Product Description
On Duties
Marcus Tullius Cicero (106–43 BC) was a preeminent Roman statesman, orator, and philosopher, of whom we know more than of any other Roman. Of about 106 of his speeches, delivered before the Roman people or the Senate if they were political, before jurors if judicial, fifty-eight survive (a few of them incompletely). In the fourteenth century Petrarch and other Italian humanists discovered manuscripts containing more than 900 letters of which Cicero wrote more than 800. Six rhetorical works survive and another in fragments. Philosophical works include seven extant major compositions and a number of others; and some lost. There is also poetry, some original, some as translations from the Greek.

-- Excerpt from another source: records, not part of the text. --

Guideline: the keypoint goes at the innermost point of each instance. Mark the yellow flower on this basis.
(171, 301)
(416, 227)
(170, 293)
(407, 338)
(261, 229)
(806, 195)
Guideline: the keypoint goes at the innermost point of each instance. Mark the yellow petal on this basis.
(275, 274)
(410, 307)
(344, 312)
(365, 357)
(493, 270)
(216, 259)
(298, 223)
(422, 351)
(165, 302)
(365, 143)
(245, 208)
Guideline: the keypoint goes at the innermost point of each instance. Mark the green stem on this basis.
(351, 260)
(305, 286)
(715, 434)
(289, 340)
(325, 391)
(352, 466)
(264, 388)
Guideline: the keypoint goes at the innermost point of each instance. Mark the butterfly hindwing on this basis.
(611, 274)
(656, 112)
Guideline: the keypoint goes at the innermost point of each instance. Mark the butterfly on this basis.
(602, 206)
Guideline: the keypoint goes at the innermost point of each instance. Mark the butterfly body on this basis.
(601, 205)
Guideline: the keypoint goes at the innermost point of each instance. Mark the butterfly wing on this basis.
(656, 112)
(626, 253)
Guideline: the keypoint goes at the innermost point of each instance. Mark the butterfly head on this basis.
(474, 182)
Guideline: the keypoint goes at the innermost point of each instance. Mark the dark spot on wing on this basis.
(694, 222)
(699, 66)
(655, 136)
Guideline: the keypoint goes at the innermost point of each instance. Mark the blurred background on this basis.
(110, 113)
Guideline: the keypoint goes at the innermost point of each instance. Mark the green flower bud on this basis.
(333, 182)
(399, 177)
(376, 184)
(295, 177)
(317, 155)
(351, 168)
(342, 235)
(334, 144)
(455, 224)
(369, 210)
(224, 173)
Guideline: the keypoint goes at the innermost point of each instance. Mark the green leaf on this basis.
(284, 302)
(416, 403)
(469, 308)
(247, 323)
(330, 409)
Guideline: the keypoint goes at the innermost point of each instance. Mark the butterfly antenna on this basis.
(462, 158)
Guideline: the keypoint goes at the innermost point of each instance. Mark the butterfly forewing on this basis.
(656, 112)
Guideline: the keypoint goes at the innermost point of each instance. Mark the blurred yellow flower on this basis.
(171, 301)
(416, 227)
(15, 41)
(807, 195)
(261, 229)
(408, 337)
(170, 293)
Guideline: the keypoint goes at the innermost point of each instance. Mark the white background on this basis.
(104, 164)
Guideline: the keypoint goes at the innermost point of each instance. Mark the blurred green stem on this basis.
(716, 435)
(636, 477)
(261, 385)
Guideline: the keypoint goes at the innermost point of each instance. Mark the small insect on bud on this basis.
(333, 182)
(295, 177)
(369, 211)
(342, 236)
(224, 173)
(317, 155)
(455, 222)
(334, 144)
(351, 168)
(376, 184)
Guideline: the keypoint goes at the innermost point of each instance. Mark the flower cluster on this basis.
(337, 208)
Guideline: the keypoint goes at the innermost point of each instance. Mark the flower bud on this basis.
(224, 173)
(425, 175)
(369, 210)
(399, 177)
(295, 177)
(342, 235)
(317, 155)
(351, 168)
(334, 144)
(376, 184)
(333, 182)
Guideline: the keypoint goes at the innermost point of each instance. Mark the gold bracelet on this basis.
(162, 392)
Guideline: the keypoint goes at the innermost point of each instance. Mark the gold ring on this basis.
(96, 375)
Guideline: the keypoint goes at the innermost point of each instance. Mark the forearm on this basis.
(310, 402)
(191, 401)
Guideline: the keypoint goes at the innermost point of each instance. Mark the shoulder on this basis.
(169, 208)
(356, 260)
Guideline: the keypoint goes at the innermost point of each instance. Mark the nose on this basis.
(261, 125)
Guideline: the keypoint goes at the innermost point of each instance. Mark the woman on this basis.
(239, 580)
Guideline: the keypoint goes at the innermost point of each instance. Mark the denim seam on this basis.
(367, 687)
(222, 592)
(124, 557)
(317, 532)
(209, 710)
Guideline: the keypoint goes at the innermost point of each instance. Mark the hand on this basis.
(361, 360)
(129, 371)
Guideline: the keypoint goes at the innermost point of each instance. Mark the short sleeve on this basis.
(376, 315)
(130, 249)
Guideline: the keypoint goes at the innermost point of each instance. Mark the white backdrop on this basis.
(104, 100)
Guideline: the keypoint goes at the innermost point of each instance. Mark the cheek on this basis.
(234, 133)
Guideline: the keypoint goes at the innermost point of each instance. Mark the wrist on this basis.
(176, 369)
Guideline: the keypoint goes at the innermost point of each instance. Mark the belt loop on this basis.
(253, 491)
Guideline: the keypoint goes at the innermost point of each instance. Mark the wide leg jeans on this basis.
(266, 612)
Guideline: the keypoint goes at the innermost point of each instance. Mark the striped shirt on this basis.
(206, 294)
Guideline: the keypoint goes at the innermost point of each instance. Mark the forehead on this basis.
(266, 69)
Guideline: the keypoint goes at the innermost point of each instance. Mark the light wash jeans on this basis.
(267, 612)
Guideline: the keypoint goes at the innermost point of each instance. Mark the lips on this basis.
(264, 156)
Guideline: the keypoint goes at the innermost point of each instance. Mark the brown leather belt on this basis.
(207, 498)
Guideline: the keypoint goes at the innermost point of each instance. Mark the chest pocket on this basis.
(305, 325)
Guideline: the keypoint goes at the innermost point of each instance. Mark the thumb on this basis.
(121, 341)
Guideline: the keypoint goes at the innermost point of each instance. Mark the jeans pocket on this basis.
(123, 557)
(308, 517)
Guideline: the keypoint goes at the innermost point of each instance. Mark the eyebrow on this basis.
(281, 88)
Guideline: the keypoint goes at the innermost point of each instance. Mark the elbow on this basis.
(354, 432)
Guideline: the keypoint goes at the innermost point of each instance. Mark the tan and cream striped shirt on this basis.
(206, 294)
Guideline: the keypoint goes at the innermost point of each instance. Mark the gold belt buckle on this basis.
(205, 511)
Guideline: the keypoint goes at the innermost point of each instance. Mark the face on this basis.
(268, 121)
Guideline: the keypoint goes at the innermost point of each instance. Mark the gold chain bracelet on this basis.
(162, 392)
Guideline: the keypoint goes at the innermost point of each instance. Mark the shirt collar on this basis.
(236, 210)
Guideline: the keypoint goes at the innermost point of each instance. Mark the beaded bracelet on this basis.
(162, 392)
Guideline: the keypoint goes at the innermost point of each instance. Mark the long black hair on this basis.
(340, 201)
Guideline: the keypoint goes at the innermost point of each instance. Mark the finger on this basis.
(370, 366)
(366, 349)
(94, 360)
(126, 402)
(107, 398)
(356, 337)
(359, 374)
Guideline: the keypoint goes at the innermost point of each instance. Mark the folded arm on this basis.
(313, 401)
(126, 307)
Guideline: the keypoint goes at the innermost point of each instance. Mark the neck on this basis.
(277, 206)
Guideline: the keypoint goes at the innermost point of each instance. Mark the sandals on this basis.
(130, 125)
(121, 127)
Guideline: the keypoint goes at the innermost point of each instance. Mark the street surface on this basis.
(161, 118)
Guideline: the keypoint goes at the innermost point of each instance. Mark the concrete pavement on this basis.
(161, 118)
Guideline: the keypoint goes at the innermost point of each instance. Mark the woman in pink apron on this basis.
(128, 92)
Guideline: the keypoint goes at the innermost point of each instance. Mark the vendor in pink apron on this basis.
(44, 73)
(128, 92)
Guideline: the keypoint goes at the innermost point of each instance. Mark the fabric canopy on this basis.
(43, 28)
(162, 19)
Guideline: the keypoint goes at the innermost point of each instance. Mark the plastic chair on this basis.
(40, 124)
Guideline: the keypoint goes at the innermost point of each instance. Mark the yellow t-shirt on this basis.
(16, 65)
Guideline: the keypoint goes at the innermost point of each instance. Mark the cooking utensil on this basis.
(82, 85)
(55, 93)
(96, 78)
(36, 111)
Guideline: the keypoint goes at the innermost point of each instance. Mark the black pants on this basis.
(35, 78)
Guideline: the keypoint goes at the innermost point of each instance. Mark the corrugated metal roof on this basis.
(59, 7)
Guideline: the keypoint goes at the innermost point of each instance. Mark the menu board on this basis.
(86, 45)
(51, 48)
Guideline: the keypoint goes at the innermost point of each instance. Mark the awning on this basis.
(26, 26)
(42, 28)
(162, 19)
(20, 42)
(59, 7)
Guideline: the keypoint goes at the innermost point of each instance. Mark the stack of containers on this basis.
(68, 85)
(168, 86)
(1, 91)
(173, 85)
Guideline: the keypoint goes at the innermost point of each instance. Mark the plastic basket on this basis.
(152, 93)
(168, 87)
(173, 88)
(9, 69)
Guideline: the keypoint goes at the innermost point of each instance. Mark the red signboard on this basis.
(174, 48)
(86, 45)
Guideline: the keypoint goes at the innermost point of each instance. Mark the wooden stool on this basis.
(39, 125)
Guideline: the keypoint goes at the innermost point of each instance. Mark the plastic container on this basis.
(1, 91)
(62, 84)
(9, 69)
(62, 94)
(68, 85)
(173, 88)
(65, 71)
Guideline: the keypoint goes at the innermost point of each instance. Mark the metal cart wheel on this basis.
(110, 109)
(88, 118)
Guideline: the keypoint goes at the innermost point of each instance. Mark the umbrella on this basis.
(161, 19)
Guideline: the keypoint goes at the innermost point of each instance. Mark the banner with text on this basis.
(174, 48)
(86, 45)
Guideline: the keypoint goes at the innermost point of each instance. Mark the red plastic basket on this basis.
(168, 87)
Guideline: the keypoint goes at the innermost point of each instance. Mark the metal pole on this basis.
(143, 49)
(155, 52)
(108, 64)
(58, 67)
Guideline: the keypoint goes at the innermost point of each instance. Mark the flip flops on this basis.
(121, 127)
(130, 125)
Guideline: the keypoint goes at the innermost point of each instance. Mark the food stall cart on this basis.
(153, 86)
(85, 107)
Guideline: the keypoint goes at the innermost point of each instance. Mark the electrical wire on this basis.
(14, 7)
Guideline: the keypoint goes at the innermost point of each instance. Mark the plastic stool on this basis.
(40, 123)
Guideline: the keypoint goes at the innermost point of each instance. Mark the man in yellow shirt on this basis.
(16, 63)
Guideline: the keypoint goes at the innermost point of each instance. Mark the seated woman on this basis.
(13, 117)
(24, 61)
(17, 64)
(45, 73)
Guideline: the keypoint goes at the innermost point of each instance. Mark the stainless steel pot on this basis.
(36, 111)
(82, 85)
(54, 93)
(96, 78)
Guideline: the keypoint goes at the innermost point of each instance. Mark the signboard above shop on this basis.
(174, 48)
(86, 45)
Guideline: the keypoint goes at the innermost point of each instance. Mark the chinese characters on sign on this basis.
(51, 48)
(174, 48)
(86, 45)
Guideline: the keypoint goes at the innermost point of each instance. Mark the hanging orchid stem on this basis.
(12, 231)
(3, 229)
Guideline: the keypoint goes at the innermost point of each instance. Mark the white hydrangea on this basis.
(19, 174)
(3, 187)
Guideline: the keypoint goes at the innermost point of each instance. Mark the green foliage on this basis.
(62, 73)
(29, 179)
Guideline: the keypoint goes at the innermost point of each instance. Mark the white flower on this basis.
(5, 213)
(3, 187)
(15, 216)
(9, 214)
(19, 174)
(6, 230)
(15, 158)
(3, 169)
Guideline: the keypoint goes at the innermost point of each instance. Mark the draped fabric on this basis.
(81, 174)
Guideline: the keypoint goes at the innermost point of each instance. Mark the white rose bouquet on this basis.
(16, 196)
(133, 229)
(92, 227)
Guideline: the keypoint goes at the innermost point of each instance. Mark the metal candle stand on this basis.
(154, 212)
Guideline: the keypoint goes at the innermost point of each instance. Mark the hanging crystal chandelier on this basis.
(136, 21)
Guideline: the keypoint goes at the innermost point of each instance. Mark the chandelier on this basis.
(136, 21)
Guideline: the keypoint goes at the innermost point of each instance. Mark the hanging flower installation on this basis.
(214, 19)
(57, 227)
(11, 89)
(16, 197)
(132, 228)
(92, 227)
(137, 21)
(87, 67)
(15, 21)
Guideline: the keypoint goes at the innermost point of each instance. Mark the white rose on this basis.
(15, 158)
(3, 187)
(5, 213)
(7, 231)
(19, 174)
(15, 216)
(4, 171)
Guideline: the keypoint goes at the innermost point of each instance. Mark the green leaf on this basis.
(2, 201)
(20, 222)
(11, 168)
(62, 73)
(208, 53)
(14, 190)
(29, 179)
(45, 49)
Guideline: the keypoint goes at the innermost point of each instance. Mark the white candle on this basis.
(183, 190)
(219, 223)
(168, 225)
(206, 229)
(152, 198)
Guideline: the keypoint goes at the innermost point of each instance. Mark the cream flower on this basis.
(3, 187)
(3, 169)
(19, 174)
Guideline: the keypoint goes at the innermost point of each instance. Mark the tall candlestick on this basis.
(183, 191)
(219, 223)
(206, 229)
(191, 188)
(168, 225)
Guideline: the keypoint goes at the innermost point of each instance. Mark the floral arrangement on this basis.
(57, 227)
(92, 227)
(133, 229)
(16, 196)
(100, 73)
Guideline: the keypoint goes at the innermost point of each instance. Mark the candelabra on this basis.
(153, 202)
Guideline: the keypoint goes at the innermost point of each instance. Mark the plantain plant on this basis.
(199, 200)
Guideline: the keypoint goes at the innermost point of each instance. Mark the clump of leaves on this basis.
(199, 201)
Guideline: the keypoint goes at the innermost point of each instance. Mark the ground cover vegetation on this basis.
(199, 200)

Cicero’s On Duties, along with other works, afford a revelation of the man all the more striking because he did not write them for publication.
Cicero’s influence on Latin language was so immense that the subsequent history of prose in not only Latin but European languages up to the 19th century was said to be either a reaction against or a return to his style. According to Michael Grant, “the influence of Cicero upon the history of European literature and ideas greatly exceeds that of any other prose writer in any language”. Cicero introduced the Romans to the chief schools of Greek philosophy and created a Latin philosophical vocabulary (with neologisms such as evidentia, humanitas, qualitas, quantitas, and essentia) distinguishing himself as a linguist, translator, and philosopher.